Zdradziła go... karta do bankomatu

Faktury, urzędowe pisma, nawet wyciągi z kont - dzięki nim leśnikom udaje się ustalać tożsamość osób, które wyrzucają śmieci do lasu. Przypadek z Nadleśnictwa Lidzbark jest jednak szczególny. Tam bowiem „śmieciarza” zdradziła… karta bankowa. I to ważna!
13.08.2013 | Adam Pietrzak, rzecznik RDLP w Olsztynie

Faktury, urzędowe pisma, nawet wyciągi z kont - dzięki nim leśnikom udaje się ustalać tożsamość osób, które wyrzucają śmieci do lasu. Przypadek z Nadleśnictwa Lidzbark jest jednak szczególny. Tam bowiem „śmieciarza” zdradziła… karta bankowa. I to ważna!

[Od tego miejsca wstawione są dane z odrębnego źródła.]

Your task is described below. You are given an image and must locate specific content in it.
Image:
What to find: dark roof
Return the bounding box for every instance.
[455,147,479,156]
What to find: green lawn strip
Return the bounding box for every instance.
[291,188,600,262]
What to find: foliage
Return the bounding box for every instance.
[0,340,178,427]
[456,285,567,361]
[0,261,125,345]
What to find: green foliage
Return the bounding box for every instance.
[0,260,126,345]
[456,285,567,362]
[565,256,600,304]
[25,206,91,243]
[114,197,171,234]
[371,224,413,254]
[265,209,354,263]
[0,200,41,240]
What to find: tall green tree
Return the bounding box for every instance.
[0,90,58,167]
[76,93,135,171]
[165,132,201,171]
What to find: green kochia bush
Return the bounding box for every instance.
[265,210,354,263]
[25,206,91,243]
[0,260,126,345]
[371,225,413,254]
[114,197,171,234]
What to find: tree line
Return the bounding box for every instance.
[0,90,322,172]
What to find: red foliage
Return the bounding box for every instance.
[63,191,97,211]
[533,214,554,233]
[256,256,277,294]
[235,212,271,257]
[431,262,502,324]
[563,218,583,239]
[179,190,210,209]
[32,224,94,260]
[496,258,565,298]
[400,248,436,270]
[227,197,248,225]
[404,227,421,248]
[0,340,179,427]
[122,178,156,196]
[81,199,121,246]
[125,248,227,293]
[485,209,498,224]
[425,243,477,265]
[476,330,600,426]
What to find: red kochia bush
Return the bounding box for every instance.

Worek wypełniony śmieciami znalazł kilka dni temu podleśniczy leśnictwa Olszewo w Nadleśnictwie Lidzbark. Jak zwykle w takich przypadkach konieczne było dokładne sprawdzenie niemiłego znaleziska. Wszystko po to, aby zwiększyć szanse na ustalenie tożsamości sprawcy. Udało się i tym razem. W worku ze śmieciami podleśniczy znalazł kartę bankową, na której widniał podpis właściciela.

- Sprawą zajęli się Strażnicy Leśni Nadleśnictwa Lidzbark. Skontaktowali się z właścicielem karty, która zresztą była ważna, a ten przyznał się do wyrzucenia śmieci w lesie - opowiada Adam Siemakowicz, inspektor Straży Leśnej z Regionalnej Dyrekcji Lasów Państwowych w Olsztynie. Właściciel karty został zobowiązany do posprzątania lasu. Dostał też 500 zł mandatu.